PROF. DR. GÖKÇEN: “SORULARINA AÇIK, DÜRÜST VE NET CEVAPLAR VERİN”
Prof. Dr. Gökçen, çocuklarla ölen kişi hakkında konuşulmasından kaçınılmaması gerektiğini ifade ederek, “Ölüm kavramı çocuklara ne kadar iyi anlatılırsa anlatılsın bir yakının özellikle de anne babanın kaybı dayanılması güç bir olaydır ve çocuğun yas süreci birkaç ay sürebilir. Unutmayın konuşmak ve paylaşmak acıyı hafifletir. Ölen kişi hakkında çocukla konuşmaktan kaçınmayın. Ancak kendisi konuşmak istemiyorsa da zorlamayın. Kendisi konuşmak istediğinde onu sabır ve şefkatle dinleyin. Sorularına açık, dürüst ve net cevaplar verin. Çocuğun günlük rutinlerinin değişmemesine dikkat edin. Yas süreci uzar ve çocuğun günlük yaşamını olumsuz yönde etkilemeye başlarsa mutlaka yardım için uzmana başvurun” tavsiyelerinde bulundu.

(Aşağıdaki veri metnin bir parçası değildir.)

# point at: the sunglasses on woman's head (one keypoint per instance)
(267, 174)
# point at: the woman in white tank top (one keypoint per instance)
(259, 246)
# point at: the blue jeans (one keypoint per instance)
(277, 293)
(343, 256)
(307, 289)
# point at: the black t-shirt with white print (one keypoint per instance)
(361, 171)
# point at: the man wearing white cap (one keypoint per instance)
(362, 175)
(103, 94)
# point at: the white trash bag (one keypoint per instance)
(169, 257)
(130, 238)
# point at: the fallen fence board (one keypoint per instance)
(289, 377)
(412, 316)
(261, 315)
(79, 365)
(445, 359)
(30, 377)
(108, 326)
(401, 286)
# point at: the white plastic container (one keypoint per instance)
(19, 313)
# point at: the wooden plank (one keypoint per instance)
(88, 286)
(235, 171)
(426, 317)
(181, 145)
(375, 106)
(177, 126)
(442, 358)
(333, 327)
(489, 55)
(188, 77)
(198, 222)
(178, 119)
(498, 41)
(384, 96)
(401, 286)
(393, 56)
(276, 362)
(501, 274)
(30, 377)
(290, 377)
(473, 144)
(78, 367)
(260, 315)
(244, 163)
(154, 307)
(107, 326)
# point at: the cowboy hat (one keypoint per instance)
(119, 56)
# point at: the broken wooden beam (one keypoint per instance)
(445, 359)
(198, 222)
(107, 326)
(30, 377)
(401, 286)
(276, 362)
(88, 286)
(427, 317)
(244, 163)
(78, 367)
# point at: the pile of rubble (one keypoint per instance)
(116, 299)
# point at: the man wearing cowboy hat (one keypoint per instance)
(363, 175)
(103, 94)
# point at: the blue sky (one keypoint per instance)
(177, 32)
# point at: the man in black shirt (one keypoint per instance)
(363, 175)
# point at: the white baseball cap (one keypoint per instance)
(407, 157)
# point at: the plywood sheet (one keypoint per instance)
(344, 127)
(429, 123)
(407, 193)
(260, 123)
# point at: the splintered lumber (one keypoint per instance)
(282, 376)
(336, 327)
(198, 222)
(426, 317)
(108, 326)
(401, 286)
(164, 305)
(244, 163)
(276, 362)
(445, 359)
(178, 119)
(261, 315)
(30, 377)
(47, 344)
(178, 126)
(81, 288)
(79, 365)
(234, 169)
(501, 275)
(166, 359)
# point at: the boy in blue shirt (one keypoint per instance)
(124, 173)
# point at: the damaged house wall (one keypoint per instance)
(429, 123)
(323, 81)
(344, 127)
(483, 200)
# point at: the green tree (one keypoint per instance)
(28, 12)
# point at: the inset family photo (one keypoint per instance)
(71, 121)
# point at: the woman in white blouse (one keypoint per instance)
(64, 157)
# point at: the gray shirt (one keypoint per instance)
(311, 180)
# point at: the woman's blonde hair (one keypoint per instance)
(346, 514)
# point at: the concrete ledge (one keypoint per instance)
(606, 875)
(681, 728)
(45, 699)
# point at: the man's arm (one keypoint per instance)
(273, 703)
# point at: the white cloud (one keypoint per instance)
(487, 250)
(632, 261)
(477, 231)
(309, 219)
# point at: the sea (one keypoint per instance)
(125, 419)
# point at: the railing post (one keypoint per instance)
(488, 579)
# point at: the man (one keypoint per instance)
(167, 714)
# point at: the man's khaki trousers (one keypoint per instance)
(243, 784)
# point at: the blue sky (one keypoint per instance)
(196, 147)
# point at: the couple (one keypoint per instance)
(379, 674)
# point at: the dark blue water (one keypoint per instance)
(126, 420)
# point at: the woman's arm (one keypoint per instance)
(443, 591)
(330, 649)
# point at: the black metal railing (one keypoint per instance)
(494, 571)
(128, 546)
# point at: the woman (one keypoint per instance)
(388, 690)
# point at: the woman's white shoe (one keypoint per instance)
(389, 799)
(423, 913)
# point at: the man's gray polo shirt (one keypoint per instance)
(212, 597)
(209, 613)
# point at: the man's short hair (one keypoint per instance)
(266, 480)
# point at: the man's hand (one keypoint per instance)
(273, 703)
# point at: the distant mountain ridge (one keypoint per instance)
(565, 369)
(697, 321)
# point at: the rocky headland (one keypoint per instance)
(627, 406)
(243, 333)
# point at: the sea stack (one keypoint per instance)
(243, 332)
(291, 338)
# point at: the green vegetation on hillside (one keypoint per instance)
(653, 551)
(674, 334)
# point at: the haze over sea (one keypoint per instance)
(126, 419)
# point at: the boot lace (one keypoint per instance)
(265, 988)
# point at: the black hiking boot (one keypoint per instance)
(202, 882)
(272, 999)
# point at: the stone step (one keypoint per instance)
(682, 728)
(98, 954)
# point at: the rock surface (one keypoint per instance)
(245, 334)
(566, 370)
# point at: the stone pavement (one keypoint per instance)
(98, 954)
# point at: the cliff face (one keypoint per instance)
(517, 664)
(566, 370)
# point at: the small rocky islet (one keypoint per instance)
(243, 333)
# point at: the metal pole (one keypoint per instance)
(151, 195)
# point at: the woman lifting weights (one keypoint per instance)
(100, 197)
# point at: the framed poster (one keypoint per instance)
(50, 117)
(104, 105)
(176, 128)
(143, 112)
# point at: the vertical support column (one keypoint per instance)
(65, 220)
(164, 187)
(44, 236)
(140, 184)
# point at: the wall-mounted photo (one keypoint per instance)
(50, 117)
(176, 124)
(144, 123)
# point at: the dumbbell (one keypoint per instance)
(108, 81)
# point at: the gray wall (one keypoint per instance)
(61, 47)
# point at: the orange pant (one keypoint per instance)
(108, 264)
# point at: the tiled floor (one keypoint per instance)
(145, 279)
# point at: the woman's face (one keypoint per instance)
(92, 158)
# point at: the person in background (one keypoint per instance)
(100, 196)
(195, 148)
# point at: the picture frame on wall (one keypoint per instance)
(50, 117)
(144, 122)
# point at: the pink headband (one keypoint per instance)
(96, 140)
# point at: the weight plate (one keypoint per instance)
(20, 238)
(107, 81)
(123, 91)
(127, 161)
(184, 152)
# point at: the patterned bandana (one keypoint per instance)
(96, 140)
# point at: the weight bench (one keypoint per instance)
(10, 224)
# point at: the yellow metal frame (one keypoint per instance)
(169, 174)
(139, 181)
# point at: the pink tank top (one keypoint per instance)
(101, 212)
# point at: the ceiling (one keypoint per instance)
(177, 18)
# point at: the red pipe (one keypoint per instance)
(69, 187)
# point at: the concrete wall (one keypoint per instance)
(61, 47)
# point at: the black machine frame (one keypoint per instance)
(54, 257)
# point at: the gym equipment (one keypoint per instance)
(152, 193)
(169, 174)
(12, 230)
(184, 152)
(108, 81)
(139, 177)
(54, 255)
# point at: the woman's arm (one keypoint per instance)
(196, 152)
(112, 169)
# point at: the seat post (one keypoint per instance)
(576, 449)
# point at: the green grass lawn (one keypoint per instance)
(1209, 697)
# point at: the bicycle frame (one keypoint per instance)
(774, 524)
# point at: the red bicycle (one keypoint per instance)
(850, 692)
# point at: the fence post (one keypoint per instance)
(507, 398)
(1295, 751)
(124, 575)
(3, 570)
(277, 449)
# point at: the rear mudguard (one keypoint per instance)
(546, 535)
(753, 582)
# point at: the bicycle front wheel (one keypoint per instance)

KARADAĞ: “DERİN EBEDİ BİR UYKUYA DALDI, TOPRAK OLDU, YOK OLDU” GİBİ CÜMLELER SARF EDİLMEMELİ
Dr. Öğr. Üyesi Mehmet Karadağ da bir yetişkin için bile ölüm haberinin baş etmesi zor bir durum olduğuna dikkat çekti. Karadağ, çocuklara ölüm haberi verilirken dikkat edilmesi gerekenleri şu sözlerle anlattı: “Çocuğa psikiyatrist ya da psikolog gibi tanımadığı biri tarafından değil, tanıdığı, sevdiği biri tarafından verilmelidir. “Derin ebedi bir uykuya daldı, toprak oldu, yok oldu” gibi cümleler sarf edilmemeli. Bu tarz cümleler çocukta toprak ya da uykudan korkmasına neden olabilir. Allah’ın iyi insanları yanına aldığı ya da ölen kişinin cennette olduğu gibi söylemler çocukta farklı sonuçlara yol açabilir. Bu gibi durumlarda küçük çocuklar, iyi insanların hemen öleceğini düşünebilir, ölen kişinin yanına gidebilmek için kendisi de hemen ölmek isteyebilir. Çocuklara ölümle ilgili verilen bilgilerin doğru ve net olmasına dikkat edilmelidir. Verilen bilgiler çocuğun yaşına uygun olmalıdır. Ölümün yaşamın sonu olduğu ve ölen kişinin tekrar gelmeyeceği vurgulanmalıdır.”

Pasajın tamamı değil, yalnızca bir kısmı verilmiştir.